While this state of things lasted, everybody spoke in praise of the new monarch; but, alas! he soon began to show symptoms of a capricious and tyrannical nature. He covered the ice and spoiled the skating. He no longer sifted his snows down gently, but blew them into tremendous heaps and drifts, making it terrible for horses and oxen, and almost impassable to men. Women were obliged, very much against their inclination, to stay at home, and they were not left at peace even there. There were howlings, shriekings and whistlings around the houses at night, and, frequently, a kind of deep, ominous shudder about the chimney-tops, as if large birds were shaking their wings over them. Wild spirits of the night seemed flapping the loose boards, and creaking the rusty hinges on purpose to frighten those within. The insidious old tyrant found his way in the dark into the cellars of the best housekeepers, and whereever he laid his frosty fingers, the finest apples and most mealy potatoes soon became discolored and went to decay.

To be sure, old farmer Goodplow and his family, having recovered their equanimity and trust in the goodness of Providence, made everything cheerful in their bright and pleasant home.

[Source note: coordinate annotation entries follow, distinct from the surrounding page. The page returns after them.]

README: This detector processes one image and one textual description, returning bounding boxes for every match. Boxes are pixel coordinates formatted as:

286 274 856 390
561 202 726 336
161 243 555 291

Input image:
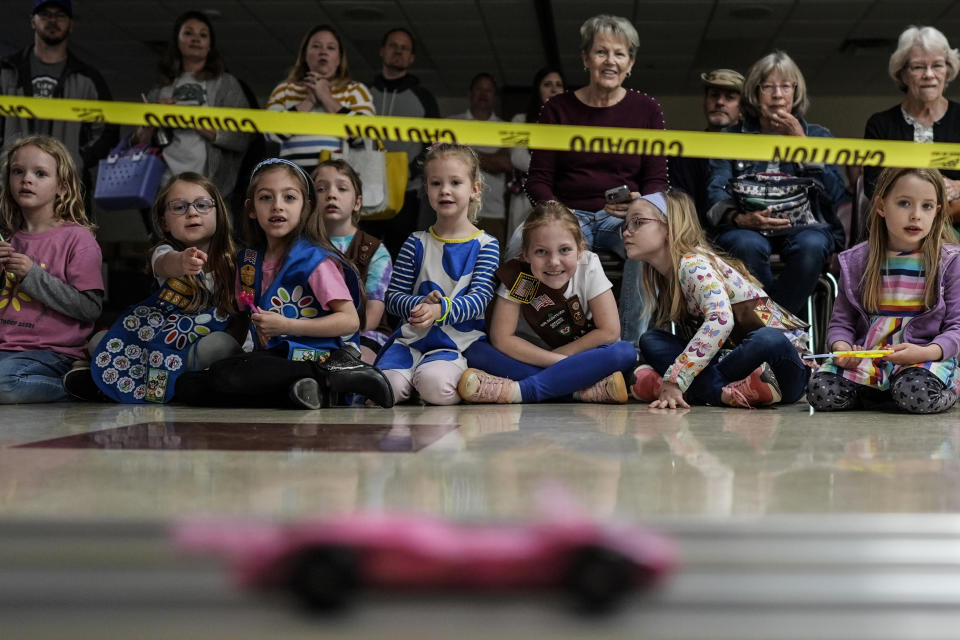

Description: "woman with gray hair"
863 26 960 212
524 15 667 344
707 51 849 315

Such quantities of knitting and sewing as they did that winter! Such hours upon hours of reading and talking around the blazing hickory fire! Such gathering in of neighbors! (for they had dug paths to the nearest houses.) And such feasting upon apples, pears and nuts! for farmer Goodplow had covered his binns with straw, well knowing that the enemy seldom meddled with anything thus protected; and his Baldwins and Spitzenbergs remained unspecked. But this was an exception. Winter had become decidedly unpopular, and, toward the latter part of February, General Thaw appeared openly as the leader of an insurrection. This the tenacious old monarch very soon put down. The warm rain, which threatened a dissolution of his forces, was frozen in the night to the hardness of iron. By the first of March he had so strengthened himself in a hard coat of ice and snow by these constant freezings, that it seemed as if he intended

to make his reign perpetual. Children looked forth timidly, and said, "Where is Spring?".

And where was she?

Under a mound of snow, at the foot of an immense rock, she had long lain insensible. Instinctively, now, she opened her eyes and looked around her. A little rivulet was flowing past her on one side, while on the other a trailing-arbutus was trying to fasten itself to a crevice in the rock from which the snow had fallen away. After reflecting a while, the thought suddenly struck her that she ought to be up and doing. She, therefore, crept along beside the brook, and put her head out from beneath the snow to take a look, when, suddenly, she felt such a cold and freezing hand upon her neck that she shrank back again. She knew that Winter was on the watch to strangle her. She felt her weakness, but knowing how necessary she was to the interests and happiness of the great human family, she breathed a gentle prayer to the universal Father that he would not permit her extinction from among the powers of nature, and sunk back benumbed and exhausted. Day after day passed on, and the call for Spring became loud and universal; when, suddenly, one morning, a company of children, with glowing cheeks and sparkling eyes, rushed into the room where the mother was sitting at breakfast, with the joyful intelligence that Spring had come. Mother," cried one, "I have seen a blue-bird in the grove. I actually heard it sing! "Mother," cried another, "the peonys and daffodils are bursting up their red tops in the border!" while a "toddling wee thing" actually held up a little half-blown violet for mother "to 'mell."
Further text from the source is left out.